Honorary Colonel Marc Milner
Biography / June 15, 2016
Mr. Marc Milner, Director of the Brigadier Milton F Gregg VC Centre for the Study of War and Society at the University of New Brunswick, was appointed as the Honorary Colonel 403 Helicopter Operational Training Squadron, Gagetown, NB in February 2016.
A native of Sackville, NB, Honorary Colonel Milner was a member of 681 “Tantramar” Squadron, Royal Canadian Air Cadets (RCAC) and spent one summer in the air force reserve at Canadian Forces base (CFB) Greenwood teaching Ground Search and Survival to cadets. After receiving his PhD in 1983 from the University of New Brunswick he served for three years as an historian with the Directorate of History, Department of National Defence, where he worked on volume two of the Royal Canadian Air Force (RCAF) official history, The Creation of a National Air Force, and on the new official history of the Royal Canadian Navy.

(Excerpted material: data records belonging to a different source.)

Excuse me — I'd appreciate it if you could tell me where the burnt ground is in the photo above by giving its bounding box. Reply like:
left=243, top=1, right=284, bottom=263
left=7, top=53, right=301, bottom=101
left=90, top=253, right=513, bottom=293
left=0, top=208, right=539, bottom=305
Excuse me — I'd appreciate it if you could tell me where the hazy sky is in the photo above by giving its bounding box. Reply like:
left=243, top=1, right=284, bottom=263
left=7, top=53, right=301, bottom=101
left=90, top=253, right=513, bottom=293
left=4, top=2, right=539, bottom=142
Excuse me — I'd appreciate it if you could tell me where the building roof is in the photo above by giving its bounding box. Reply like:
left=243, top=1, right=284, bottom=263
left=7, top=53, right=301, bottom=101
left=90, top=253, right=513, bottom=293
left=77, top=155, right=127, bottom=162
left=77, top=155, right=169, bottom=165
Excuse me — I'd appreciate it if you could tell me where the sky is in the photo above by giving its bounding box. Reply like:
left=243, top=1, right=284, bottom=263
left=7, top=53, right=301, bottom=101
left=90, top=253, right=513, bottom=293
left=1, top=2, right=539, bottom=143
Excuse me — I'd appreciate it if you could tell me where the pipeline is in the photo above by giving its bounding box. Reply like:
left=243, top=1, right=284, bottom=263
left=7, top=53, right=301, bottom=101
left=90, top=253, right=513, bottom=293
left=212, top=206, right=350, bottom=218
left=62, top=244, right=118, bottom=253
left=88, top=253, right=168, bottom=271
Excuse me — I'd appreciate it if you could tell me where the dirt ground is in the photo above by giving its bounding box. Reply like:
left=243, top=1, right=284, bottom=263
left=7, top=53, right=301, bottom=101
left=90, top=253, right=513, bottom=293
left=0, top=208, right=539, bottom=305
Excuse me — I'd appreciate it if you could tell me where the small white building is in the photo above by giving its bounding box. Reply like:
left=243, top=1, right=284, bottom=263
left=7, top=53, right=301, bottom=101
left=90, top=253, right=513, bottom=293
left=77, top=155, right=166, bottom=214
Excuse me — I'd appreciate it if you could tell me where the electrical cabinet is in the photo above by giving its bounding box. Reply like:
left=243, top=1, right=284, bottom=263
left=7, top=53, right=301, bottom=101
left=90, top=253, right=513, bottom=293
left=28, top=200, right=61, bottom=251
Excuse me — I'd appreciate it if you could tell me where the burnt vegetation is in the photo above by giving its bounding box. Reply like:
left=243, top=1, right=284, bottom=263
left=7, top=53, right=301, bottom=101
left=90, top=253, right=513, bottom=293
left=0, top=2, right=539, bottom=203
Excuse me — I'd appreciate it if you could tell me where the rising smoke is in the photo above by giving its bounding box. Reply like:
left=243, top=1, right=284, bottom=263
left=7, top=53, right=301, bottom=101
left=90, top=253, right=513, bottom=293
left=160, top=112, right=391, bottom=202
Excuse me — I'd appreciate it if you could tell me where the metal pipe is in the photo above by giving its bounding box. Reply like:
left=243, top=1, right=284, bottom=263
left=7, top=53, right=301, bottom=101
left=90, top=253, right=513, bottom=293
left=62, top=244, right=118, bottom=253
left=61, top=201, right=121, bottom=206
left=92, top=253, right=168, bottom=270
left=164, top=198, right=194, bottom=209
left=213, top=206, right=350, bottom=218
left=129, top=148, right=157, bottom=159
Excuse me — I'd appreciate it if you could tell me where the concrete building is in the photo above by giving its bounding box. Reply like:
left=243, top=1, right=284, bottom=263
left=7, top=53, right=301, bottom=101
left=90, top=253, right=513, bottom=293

Honorary Colonel Milner joined the History Department at the University of New Brunswick (UNB) in 1986, served as Director of UNB’s Military and Strategic Studies Program for two decades, and Chair of UNB’s History Department for six years. He was appointed Director of the Gregg Centre in 2006. Honorary Colonel Milner has served on the Canadian Military Colleges Advisory Board 1989-1996, on the Board of Visitors of the Canadian Forces College 2002-09, and the Board of Governors of the Royal Military College of Canada 201-2016. In recognition of his work, he was appointed “University Research Scholar” by UNB in 2010.

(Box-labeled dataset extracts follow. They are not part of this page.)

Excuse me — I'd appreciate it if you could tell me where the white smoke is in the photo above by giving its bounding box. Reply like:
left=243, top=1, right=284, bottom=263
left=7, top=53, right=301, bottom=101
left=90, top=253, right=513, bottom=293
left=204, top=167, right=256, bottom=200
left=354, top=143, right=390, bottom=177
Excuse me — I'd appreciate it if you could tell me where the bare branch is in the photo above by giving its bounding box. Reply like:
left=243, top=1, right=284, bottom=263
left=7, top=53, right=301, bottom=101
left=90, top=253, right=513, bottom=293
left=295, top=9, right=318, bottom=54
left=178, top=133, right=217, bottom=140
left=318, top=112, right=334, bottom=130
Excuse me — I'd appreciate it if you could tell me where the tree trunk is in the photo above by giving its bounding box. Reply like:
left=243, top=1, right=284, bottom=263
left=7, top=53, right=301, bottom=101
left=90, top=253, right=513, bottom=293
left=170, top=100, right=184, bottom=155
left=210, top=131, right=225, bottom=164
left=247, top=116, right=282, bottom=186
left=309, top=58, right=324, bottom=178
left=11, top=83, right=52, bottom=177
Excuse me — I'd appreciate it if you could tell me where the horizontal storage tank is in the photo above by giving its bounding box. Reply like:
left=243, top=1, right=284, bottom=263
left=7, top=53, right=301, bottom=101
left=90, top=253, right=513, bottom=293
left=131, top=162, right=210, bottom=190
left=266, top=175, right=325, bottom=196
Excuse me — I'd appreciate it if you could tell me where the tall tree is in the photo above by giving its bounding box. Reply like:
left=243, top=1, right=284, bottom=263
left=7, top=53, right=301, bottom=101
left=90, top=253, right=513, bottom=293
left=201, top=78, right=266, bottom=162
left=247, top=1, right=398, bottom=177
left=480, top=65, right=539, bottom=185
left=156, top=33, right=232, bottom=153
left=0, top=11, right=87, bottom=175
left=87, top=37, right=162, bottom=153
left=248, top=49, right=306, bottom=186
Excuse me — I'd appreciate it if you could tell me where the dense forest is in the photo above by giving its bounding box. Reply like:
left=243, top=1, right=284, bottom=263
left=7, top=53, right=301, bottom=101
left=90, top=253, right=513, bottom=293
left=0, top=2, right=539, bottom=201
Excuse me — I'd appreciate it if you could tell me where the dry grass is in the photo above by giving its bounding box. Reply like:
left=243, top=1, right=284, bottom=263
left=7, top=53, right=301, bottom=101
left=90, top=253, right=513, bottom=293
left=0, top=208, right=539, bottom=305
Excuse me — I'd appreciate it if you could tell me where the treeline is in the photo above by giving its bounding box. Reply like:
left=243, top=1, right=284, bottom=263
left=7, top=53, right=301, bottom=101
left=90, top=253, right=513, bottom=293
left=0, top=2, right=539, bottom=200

Honorary Colonel Milner is widely published and best known for his work on naval history, including North Atlantic Run (1985), The U-Boat Hunters (1995), and Canada’s Navy: The First Century (1999). His 2003 book Battle of the Atlantic won the C.P. Stacey Prize for the best book in military history in Canada. His articles have appeared in numerous journals and scholarly publications, and for years he wrote a regular column on Canadian naval history for Legion Magazine. Honorary Colonel Milner’s latest research project is on the Normandy campaign of 1944. His latest book, Stopping the Panzers: The Untold Story of D-Day, was published by University Press of Kansas in 2014.